The physical side of the game i.e. shielding the ball, hustling and harrying defenders and strikers alike are more obvious. The FIFA series has been criticized in recent years for just being focused on the pace aspect of the sport but now they are taking a bit more of an interest in using a player’s strength to hold the ball up, protect possession, and keep defenders and strikers at bay. However, this feature of the gameplay is hampered by the feeling that players swivel and spin like they are orbiting the moon.
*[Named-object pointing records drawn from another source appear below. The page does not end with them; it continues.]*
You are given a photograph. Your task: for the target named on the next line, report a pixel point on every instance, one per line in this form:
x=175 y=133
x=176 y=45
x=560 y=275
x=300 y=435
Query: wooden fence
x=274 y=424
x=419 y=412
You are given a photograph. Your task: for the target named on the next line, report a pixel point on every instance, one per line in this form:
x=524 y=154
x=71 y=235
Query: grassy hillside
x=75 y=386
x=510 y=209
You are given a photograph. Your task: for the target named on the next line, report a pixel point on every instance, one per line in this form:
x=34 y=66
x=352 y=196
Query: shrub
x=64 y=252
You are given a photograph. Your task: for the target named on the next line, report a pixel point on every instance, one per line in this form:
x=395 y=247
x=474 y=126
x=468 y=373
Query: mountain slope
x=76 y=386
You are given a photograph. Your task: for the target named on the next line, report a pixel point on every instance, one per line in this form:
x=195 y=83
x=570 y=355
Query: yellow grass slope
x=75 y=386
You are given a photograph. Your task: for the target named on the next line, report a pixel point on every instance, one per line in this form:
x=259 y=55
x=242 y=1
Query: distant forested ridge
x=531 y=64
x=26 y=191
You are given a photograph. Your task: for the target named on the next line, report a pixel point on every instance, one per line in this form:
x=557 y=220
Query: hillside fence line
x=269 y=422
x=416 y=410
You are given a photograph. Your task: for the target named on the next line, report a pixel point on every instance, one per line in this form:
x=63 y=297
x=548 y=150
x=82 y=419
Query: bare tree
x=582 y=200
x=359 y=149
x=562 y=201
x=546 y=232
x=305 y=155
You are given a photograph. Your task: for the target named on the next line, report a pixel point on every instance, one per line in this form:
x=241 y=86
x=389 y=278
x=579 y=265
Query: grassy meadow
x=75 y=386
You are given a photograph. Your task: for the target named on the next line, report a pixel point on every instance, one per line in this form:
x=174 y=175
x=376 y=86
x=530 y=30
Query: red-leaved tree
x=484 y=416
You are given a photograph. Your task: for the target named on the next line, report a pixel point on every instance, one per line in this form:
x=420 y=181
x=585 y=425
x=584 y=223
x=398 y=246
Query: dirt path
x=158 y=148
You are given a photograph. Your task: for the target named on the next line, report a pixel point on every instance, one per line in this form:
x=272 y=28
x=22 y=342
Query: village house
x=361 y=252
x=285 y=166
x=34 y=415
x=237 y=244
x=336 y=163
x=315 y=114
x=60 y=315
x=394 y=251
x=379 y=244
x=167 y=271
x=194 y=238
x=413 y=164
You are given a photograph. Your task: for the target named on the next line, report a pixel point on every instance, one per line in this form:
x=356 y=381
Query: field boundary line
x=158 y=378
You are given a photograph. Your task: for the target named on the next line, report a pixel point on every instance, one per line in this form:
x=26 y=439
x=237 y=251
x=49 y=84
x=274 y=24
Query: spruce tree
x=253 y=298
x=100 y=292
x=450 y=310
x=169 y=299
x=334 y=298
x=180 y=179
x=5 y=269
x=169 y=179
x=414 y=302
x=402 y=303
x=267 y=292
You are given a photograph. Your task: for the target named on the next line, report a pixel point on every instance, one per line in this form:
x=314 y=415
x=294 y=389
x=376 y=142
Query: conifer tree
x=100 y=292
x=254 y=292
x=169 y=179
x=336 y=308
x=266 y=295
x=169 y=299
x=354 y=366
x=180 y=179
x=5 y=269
Once again, EA Sports has released a game that does not warrant full RRP. But this is their cash cow and who could blame them when diehards of the most popular sport in the world are addicted to recreating the excitement and competition on their screens during their off time? However, it is really difficult to justify the full price that they charge for a game that can be viewed as a regression on the previous title. Like last year, The Journey mode was a nice addition but in the end becomes a bit of a slog, career mode gets a nifty upgrade to a game mechanic but nothing more. Graphics take a weird back-step with the strange shiny look on the characters.
Next year is a big year for EA Sports. The novelty of the Frostbite engine and Journey story mode will have certainly worn off by then (if it has not already). Long-standing problems which have plagued the series for years need to be addressed once and for all (horrendous referees, scripted feeling to matches, and glitches and terrible goalkeepers). EA Sports continues to make money with the FIFA series but the overall quality of said-series continues to suffer.
This review is based on a digital copy of the game for the PlayStation 4 provided by Electronic Arts.